La boîte à l’homme ou le piège infernal de la masculinité bradée

La boîte à l’homme ou le piège infernal de la masculinité bradée

Pendant longtemps, j’ai utilisé et vu utiliser l’exercice « boîte à l’homme » dans les ateliers de formation des hommes et des garçons, ayant des responsabilités de gestion au sein de projets ou d’organes de gestion associatif communautaires ou de medias. L’exercice est destiné à faciliter l’introspection, en vue d’aller trouver et analyser en nous les déterminants de nos normes sociales. Il nous aide à chercher en nous « les forces » qui nous maintiennent « dans le chemin »; ou qui expliquent nos "déviations". Il nous incite, enfin,  à sonder les risques et les avantages de la rupture, du changement (par rapport à nos « habitudes », à nos « zones de confort »). A force de multiplier la conduite de ces séances avec des maris, des frères, des fils, des pères, des oncles, des chefs divers, etc. j’en suis arrivé à me convaincre que bien des hommes restent décideurs intransigeants, téméraires bagarreurs, voire méchants,  dictateurs  et tyrans etc non pas de faits de réflexion et de conduite délibérée mais parce qu’ils sont mus par l’automatisme de la reproduction et le reflexe du produit masculin qu’il est. Cette « dureté » spontanée des hommes, (mais) acquise, est une réponse concoctée sur le parcours de la construction des rôles Hommes-Femmes. Autant on peut applaudir ce qui peut y être jugé de noble (défendre sa famille etc), de grandeur (aider une parsonne âgée, ceder sa place assise à une dame etc) autant, malheureusement, on doit en étudier les miasmes qui engendrent bien des injustices (% de jeunes dans 'es postes supérieur etc) des douleurs (frapper sa femme etc) et des drames (prendre les armes etc). Des malheurs, pour beaucoup évitables, qui sont à éviter pour leurs préjudices en valeur absolue sur la cohésion sociale et l’épanouissement des autres. Au point où nous en sommes, il me parait même légitime de nous demander si la boîte à l’homme n’est pas la principale peau de banane qui martyrise la démocratie, la gouvernance et le bonheur du peuple au Niger ? N’est-elle donc pas la cause profonde du maintien de la majorité des ménages du Niger dans les griffes des vulnérabilités et de la pauvreté ? 

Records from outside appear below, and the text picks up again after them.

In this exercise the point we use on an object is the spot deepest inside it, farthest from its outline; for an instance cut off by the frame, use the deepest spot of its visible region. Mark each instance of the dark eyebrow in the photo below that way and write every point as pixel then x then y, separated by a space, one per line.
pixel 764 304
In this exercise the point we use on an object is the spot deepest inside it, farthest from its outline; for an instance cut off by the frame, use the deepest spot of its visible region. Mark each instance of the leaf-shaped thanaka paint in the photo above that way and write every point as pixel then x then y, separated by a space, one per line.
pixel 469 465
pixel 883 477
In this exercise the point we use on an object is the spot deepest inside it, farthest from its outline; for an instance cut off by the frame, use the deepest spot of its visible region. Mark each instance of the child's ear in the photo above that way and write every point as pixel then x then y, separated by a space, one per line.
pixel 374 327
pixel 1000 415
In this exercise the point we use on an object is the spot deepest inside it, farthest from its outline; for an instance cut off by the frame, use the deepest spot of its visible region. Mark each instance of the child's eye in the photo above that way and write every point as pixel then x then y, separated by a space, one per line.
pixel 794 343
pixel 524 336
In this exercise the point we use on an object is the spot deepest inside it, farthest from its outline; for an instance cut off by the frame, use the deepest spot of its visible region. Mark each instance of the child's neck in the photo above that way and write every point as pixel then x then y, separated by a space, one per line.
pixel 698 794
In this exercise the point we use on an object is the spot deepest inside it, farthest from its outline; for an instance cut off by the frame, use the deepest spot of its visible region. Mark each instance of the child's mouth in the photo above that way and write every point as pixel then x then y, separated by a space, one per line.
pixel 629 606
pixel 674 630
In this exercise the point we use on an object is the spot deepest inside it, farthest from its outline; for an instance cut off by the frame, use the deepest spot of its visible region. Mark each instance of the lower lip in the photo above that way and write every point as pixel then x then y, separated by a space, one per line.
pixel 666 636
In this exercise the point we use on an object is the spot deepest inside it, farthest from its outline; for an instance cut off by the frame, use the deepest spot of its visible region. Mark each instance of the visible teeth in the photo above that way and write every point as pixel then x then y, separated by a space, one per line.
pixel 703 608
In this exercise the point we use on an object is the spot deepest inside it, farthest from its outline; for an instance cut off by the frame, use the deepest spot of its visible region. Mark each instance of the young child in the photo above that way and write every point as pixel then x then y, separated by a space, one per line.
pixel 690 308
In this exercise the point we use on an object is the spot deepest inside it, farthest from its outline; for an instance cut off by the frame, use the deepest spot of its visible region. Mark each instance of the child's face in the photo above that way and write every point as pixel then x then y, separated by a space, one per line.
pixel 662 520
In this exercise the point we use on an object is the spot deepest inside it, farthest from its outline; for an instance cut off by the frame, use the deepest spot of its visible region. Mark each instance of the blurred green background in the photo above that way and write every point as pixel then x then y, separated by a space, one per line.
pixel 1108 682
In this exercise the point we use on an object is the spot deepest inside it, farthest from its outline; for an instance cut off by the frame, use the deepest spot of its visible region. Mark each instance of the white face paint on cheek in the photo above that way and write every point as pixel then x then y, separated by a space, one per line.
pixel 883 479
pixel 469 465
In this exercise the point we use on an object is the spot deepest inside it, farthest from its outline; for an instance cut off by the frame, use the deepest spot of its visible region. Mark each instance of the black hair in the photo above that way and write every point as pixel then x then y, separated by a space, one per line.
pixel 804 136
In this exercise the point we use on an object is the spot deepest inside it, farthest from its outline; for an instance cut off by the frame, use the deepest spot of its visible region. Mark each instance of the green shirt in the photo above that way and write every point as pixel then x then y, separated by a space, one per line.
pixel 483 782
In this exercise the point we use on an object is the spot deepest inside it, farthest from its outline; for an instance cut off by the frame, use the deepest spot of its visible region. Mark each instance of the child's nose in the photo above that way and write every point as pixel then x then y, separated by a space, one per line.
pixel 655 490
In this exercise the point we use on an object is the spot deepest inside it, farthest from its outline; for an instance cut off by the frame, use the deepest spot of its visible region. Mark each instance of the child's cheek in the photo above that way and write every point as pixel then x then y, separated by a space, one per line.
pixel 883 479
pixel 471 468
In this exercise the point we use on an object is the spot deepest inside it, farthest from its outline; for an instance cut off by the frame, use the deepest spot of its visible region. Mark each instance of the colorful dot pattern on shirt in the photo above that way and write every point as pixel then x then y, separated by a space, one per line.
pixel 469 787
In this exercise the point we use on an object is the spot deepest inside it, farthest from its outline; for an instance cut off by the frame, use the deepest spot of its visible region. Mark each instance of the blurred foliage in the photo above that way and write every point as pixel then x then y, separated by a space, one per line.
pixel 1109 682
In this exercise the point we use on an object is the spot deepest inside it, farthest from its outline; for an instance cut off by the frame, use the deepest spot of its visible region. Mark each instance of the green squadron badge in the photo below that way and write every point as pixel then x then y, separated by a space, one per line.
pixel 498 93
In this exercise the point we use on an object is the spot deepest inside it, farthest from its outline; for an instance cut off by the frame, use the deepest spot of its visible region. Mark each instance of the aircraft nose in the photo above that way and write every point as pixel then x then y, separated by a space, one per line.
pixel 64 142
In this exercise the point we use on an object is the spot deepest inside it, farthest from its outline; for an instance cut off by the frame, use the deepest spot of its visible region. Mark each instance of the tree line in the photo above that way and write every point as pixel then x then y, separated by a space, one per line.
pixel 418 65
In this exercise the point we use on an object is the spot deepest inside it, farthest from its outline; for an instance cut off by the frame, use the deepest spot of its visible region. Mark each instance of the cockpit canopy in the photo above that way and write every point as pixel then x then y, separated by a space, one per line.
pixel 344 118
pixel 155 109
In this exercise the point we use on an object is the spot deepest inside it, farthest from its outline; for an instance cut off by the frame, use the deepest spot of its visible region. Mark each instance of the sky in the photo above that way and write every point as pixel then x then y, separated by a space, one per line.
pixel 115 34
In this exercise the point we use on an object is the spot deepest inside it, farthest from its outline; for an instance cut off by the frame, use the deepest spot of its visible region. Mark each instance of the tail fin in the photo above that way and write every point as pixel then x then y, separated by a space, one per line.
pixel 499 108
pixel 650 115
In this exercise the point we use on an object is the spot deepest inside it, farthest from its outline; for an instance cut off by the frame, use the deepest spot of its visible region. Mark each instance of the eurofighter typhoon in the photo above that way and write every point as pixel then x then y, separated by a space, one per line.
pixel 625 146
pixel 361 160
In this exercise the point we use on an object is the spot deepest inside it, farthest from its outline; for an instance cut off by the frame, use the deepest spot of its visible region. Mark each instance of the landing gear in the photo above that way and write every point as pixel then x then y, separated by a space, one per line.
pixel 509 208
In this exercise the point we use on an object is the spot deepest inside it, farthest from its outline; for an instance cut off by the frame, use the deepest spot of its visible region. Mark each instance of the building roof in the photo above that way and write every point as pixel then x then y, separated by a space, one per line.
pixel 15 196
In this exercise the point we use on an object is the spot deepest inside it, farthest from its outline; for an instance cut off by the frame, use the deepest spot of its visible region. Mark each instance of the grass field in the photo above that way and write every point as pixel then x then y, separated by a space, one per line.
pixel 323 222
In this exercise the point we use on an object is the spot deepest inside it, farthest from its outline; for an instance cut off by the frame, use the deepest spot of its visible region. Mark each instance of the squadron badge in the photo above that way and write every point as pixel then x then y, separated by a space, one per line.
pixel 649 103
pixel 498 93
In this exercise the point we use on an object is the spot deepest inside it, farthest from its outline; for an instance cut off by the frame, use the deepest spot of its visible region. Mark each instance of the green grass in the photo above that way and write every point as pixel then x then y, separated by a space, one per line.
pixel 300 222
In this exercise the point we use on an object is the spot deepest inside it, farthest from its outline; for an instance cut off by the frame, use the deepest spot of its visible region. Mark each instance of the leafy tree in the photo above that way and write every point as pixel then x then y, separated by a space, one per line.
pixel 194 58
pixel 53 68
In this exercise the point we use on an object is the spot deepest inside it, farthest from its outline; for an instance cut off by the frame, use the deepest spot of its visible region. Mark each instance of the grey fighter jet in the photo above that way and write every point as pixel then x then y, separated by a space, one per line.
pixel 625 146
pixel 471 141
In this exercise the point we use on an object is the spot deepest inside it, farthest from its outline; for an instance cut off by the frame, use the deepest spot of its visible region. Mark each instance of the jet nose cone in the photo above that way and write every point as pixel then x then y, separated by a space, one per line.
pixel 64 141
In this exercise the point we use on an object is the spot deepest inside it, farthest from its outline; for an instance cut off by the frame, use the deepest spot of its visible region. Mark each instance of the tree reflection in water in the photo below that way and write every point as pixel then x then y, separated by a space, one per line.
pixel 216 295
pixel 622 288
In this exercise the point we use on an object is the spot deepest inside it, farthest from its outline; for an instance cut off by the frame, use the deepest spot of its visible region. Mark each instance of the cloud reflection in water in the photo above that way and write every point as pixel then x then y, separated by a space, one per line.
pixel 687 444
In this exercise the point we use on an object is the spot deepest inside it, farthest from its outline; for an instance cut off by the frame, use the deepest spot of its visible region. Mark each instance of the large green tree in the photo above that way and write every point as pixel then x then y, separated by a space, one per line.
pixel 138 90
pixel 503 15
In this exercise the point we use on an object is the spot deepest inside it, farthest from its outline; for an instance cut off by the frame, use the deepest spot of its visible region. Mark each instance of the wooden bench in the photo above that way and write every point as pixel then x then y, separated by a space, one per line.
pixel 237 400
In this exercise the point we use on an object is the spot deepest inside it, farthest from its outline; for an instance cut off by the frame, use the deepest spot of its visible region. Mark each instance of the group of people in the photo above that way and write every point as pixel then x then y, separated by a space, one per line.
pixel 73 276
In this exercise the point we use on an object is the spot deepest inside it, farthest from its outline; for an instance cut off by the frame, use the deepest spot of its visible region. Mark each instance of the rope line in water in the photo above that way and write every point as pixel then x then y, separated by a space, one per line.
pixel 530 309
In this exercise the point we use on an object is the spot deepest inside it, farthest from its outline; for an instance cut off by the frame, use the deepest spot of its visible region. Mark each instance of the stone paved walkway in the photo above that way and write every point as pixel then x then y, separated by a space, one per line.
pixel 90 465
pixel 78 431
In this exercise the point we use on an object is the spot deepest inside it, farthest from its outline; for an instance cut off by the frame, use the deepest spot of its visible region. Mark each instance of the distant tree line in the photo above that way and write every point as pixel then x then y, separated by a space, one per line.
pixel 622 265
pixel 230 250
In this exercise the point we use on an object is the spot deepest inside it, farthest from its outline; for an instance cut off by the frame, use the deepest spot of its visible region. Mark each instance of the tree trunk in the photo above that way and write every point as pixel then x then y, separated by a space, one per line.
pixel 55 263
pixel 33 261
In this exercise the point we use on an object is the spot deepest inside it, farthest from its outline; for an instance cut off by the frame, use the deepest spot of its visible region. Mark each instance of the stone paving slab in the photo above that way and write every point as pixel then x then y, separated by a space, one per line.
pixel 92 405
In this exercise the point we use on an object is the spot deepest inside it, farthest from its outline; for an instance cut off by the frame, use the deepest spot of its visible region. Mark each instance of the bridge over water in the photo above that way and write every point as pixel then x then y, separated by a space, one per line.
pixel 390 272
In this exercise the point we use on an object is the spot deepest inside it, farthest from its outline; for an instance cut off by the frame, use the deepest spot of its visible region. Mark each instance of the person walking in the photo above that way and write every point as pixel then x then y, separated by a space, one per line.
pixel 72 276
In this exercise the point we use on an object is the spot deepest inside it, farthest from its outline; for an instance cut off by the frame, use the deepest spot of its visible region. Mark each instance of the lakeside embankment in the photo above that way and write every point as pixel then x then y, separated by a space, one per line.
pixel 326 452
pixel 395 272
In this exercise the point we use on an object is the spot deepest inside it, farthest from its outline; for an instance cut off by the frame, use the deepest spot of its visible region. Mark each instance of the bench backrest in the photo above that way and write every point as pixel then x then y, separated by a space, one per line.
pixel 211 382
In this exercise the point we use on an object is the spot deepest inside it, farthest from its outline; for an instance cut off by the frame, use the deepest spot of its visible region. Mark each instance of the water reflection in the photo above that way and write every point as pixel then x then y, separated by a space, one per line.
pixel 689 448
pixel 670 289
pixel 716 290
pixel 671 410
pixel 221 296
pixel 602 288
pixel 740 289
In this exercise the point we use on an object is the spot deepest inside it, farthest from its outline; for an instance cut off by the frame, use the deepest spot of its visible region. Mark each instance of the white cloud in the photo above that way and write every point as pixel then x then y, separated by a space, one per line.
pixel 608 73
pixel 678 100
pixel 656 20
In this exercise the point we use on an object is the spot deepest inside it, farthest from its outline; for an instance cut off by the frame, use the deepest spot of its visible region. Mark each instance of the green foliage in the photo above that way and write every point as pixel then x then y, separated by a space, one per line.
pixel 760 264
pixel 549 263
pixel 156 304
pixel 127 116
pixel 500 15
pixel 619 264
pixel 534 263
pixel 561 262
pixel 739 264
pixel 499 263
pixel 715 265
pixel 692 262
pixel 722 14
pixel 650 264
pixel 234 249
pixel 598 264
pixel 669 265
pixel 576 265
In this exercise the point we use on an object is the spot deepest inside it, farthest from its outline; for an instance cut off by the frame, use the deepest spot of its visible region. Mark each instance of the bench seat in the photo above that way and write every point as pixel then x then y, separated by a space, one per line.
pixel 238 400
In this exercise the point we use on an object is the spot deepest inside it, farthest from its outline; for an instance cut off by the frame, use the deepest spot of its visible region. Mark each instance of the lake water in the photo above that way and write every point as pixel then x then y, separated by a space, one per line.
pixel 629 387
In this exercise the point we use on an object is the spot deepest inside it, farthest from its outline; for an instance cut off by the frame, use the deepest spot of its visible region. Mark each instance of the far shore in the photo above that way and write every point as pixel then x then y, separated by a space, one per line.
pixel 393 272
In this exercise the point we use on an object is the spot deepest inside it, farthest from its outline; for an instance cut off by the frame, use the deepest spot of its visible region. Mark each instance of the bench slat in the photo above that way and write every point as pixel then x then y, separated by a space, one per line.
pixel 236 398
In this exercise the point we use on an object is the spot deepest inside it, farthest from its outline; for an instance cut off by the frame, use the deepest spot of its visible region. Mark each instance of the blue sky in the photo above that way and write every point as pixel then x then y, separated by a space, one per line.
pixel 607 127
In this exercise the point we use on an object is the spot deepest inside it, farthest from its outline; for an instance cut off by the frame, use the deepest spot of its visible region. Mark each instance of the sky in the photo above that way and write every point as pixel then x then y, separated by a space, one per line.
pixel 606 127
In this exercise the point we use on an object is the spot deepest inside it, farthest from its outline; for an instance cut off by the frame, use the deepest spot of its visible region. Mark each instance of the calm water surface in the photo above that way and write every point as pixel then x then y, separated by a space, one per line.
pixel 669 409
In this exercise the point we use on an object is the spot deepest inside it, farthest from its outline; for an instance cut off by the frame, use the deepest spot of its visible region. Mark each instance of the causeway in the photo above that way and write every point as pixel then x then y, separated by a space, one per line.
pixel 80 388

Toutes les études menées au Niger, depuis 20 ans, sur le profil de la pauvreté et sur les conditions de vie  montrent que la majorité des ménages nigériens vivent en dessous du seuil de pauvreté. Ce taux grimpe jusqu’à 54% pour les ménages « dépendant agricole », selon l’INS (Rapport profil pauvreté). Cela veut dire que la majorité des nigériens vit au quotidien dans le manque de quelque chose d’important. La majorité des nigériens manque de quelque chose de l’ordre de l’aliment, de l’eau, de la santé, de l’habitat, de l’environnement, de l’éducation…Sur ceci, il n’y a pas de débat. Il existe une quasi-unanimité aussi bien des « quantitativistes » que des « qualitativistes » sur ces gaps. En revanche, la dimension la moins connue des déterminants (et en même temps caractéristiques) de la pauvreté est sans doute « la boîte ». 
La boîte, c’est cette structure que la société a construite pour chacun de nous et qui lui fixe les limites à ne pas franchir, les « bornes à ne pas dépasser », les « obligations sociales » à honorer, la définition du respect et de la honte, la nature des rapports avec chaque « autre », des attitudes, des comportements, les rôles à jouer, les responsabilités à assumer etc… Ce n’est ni la loi ni la religion qui empêche d’aider tous les jours nos femmes à la cuisine ; de porter nos enfants sur le dos pour une petite promenade ; qui restreint le commerce pour les femmes. Vous verrez difficilement un jeune couple assis à causer dans la cour familiale dans la plupart des villages du Niger…ça serait du rishin kumya ( "n'ont pas froid aux yeux") !!!  
La boîte, c’est cet apprentissage qui nous désigne ce qu’est un vrai homme et comment l’être: l’homme qui ne pleure pas, l’homme qui affronte les dangers, l’homme qui ne recule pas, l’homme qui doit être ceci, l’homme qui ne doit pas être cela….Et ils partent braver la mort pour mériter le titre de « vrai mec ».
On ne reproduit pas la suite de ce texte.